Hoe gaan jullie in zo’n intense samenwerking om met het delen van informatie?
“We werken vanuit ‘het geheim van de tafel’: in principe blijft de informatie die gedeeld wordt binnenskamers. Tenzij er overeenstemming is over wat er moet gedeeld worden met wie.”
“Die deontologische spelregels werden opgenomen in het Decreet tot Oprichting en Regeling van de Veilige Huizen. Voor ons delicate terreinwerk is dat decreet een belangrijke stap voorwaarts. Het geeft houvast aan alle organisaties.”
Als je deelneemt aan het casusoverleg, kan je dan vanuit je beroepsgeheim beslissen om bepaalde informatie toch niet te delen met je partners?
“Het succes van deze aanpak staat of valt met de informatie die vanuit verschillende invalshoeken en expertises gedeeld wordt. Er is geen spreekplicht, wel een spreekrecht. Omdat informatie vaak tot stand komt in een vertrouwelijke sfeer tussen hulpverlener en cliënt, moet elke partner goed afwegen of én welk informatie hij deelt. Het principe is dat we enkel informatie delen die noodzakelijk is om te kunnen samenwerken. Ook dat principe werd decretaal verankerd.”
“Als je bijvoorbeeld weet dat iemand zwart werkt, moet je dat dan in het casusoverleg delen? Je deelt die ‘nice to know’ niet als ze geen invloed heeft op het familiale geweld. Maar als je weet dat een partner opnieuw cocaïne gebruikt en dat een ernstige risicofactor is voor het geweld, dan deel je die ‘need to know’ wel.”
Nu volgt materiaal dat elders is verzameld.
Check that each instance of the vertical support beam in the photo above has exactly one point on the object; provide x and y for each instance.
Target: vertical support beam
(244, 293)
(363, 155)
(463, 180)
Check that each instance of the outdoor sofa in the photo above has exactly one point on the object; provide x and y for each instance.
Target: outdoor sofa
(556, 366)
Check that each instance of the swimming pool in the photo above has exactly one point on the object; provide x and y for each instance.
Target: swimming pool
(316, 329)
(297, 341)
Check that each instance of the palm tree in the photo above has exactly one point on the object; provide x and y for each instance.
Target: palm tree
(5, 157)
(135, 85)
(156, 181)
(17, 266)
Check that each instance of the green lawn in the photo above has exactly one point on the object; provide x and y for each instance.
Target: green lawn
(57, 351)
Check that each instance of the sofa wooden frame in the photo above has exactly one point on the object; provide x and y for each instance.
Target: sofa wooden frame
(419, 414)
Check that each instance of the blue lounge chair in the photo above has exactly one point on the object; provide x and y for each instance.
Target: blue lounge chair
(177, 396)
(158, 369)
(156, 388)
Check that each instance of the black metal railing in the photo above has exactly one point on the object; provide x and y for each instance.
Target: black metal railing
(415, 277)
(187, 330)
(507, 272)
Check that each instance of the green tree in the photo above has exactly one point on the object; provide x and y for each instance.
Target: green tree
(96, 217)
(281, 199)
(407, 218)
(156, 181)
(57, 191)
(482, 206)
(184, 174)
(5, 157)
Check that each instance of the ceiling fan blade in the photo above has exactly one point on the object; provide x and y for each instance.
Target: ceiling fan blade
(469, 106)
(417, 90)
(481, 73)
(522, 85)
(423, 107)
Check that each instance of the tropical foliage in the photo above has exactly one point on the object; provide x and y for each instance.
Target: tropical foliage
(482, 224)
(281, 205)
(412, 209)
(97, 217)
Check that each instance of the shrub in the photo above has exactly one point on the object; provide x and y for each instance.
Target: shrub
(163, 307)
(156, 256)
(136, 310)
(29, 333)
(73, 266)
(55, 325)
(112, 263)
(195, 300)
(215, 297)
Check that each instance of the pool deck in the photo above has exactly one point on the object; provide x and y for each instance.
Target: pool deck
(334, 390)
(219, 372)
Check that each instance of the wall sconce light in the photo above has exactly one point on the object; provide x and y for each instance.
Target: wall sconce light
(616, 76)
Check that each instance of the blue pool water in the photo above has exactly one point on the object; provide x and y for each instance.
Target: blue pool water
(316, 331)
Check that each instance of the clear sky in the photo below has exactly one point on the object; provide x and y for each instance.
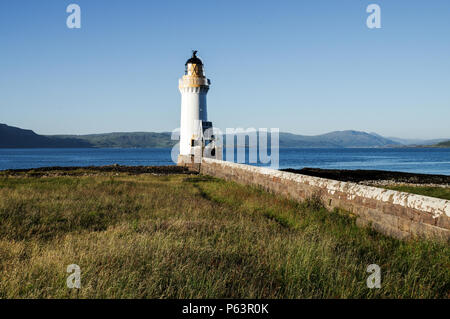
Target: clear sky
(306, 67)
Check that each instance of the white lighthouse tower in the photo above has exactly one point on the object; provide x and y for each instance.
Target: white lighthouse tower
(196, 139)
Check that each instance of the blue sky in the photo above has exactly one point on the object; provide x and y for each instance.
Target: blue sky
(306, 67)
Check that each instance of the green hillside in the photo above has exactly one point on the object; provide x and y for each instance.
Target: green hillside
(135, 139)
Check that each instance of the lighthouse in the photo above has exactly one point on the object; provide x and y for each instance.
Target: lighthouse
(196, 138)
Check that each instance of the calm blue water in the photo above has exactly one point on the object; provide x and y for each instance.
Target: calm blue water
(415, 160)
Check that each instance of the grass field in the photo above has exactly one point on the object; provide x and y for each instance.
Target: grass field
(439, 192)
(190, 236)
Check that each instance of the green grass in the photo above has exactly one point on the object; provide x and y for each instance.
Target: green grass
(439, 192)
(180, 236)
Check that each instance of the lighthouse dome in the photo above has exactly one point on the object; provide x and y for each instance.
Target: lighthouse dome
(194, 59)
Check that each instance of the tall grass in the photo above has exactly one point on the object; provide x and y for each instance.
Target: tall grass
(180, 236)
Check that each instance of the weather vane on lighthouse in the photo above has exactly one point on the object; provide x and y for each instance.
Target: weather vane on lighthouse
(196, 138)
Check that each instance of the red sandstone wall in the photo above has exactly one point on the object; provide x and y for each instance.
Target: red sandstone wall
(397, 214)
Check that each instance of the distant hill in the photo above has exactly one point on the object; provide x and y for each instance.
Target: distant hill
(13, 137)
(338, 139)
(443, 144)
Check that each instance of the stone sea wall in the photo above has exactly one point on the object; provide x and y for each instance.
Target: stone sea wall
(398, 214)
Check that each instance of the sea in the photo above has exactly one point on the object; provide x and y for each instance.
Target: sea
(414, 160)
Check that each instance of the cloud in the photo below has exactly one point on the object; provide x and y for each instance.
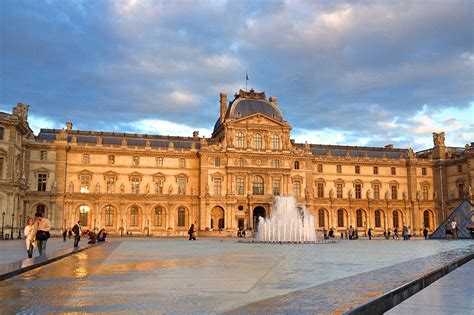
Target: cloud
(359, 72)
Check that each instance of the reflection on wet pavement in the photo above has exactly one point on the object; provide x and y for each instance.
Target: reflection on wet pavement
(207, 276)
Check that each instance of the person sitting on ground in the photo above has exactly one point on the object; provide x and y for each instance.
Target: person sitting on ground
(92, 236)
(102, 235)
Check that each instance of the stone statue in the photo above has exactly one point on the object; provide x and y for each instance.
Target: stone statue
(368, 194)
(438, 139)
Wat als je cliënt je uitdrukkelijk vraagt om die informatie niet te delen?
“Dan bespreek ik met mijn cliënt waarom hij of zij niet wil dat deze informatie op de casustafel terechtkomt. Vanwaar die weerstand? Kunnen we daar een oplossing voor vinden? Als er kinderen zijn, leeft bijvoorbeeld vaak de angst dat ze uithuisgeplaatst zullen worden. Daarover kan je dan een gesprek hebben om die angst in het juiste perspectief te plaatsen.”
“Maar als je bijvoorbeeld weet dat het harddruggebruik voorheen tot ernstig gezinsgeweld leidde, kan je je moeilijk verschuilen achter je beroepsgeheim. Want naast die vertrouwensrelatie met je cliënt, staat de veiligheid van het gezin.”
‘Ook als het niet lukt, draag je samen de verantwoordelijkheid.’
“In dergelijke situaties je beroepsgeheim breken, staat niet noodzakelijk gelijk aan je vertrouwensrelatie opblazen. Transparantie is cruciaal: vertel aan je cliënt dat je die informatie toch zal delen en leg uit waarom. Want als je de informatie niet deelt, kan het gezinsgeweld escaleren. Dat wil niemand. Door zulke gesprekken te voeren, kan je in moeilijke omstandigheden toch vaak medewerking krijgen.”
Deze intensieve aanpak kan het verschil maken. Maar er zijn ook gezinssituaties waar, ondanks jullie inzet, het geweld toch niet stopt. Hoe ga je daarmee om?
“Dat is voor iedereen heel moeilijk: voor de kinderen, de ouders en de medewerkers van de betrokken diensten. Je voelt dan een enorme machteloosheid.”
“Toch moet je elkaar ook dan terugvinden en bekijken wat er mis liep. Niet door met de vinger te wijzen, maar wel door het bredere plaatje in beeld te krijgen. Op welk deel van het gezin hadden we geen zicht en hoe komt dat? Wat leren we hieruit en hoe kunnen we het in de toekomst nog beter doen? Want ook als het niet lukt, draag je samen de verantwoordelijkheid.”